In the world of web applications, things have evolved a bit differently. Many a startup are driven only by developers. In those smaller shops, Operations tasks are designated to one developer who takes on the additional responsibility of managing systems. In that scenario, Operations or DBA duties becomes a sort of secondary role to the primary one of building the application. Even in cases where the startup creates a specific operations role with one person managing systems administration, chances are they don’t also have DBA experience. Instead, these startups are more likely to manage the database as a typical Linux application.

When I grow up I (don’t) want to be a MySQL DBA

Where do they come from, and why don’t a lot of computer science folks gravitate towards operations, and DBA? This may be in part due to and the romance of certain job roles which we discussed in a past article, The Mythical MySQL DBA. This pattern appeared a lot in the Oracle world as well. Many folks who were career DBAs actually moved to that role from the business side. In fact you’d find that many didn’t have a computer science or engineering background in the first place. In my experience I saw many Linux and Unix administrators with a stronger foundation who would fit into the DBA role but were simply not interested in it. The same can be said of the MySQL side of the house. Computer science grads don’t get out of school aiming for a career in ops or as a DBA because it has never been regarded as the pinnacle. It’s typically the PROGRAMMERS who become the rockstars in a cool startup.

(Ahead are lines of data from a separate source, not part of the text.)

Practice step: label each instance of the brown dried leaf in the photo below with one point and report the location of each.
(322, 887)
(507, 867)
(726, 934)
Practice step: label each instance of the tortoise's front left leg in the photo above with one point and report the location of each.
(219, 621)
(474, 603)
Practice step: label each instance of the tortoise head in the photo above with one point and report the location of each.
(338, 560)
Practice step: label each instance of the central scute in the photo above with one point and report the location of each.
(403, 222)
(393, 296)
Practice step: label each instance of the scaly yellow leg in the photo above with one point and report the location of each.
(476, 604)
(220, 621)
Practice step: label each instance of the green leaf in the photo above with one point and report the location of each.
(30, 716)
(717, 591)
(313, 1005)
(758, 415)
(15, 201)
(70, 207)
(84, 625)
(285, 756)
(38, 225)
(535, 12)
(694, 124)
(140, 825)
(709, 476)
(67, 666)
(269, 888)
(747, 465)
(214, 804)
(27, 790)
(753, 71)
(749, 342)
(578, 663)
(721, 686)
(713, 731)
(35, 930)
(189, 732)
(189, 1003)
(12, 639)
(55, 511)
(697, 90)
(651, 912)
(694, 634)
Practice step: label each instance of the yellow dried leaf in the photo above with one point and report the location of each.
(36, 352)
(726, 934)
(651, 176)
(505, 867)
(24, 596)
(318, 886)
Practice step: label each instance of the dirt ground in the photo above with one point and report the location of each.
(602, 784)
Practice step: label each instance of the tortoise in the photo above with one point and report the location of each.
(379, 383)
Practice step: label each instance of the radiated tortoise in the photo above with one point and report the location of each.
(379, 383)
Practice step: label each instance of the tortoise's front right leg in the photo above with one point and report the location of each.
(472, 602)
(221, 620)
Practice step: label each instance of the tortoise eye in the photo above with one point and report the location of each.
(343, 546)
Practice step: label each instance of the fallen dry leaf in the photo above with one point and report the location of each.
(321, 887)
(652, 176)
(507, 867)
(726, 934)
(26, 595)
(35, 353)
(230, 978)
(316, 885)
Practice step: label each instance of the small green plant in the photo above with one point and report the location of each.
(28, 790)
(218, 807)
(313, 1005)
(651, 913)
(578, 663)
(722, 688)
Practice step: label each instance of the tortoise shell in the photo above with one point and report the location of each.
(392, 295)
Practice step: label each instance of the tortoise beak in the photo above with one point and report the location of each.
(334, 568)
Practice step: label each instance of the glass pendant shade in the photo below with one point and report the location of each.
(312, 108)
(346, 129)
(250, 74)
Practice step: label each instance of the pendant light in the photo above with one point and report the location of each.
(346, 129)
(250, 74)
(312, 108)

But as the Internet grows into a richer and more complex medium, things are changing. People talk about scalability, high availability, zero downtime and performance tuning. When brief outages cost millions in losses expectations are very high and that requires skilled, experienced DBAs.

We’ve made a list of comprised of skill questions, general questions and ‘good-to-know’ questions. Have fun grilling your candidate with them, although bear in mind that with interviews it’s not about knowing it all, rather how the person demonstrates critical thinking skills.

Skills Questions

  1. Why are SQL queries so fundamental to database performance?
  2. This is the one question which a DBA should have an answer to. If they can’t answer this question, they’re unlikely to be a good candidate.

    After a MySQL server is setup and running, with many of the switches and dials set to use memory, and play well with other services on the Linux server, queries remain an everyday challenge. Why is this?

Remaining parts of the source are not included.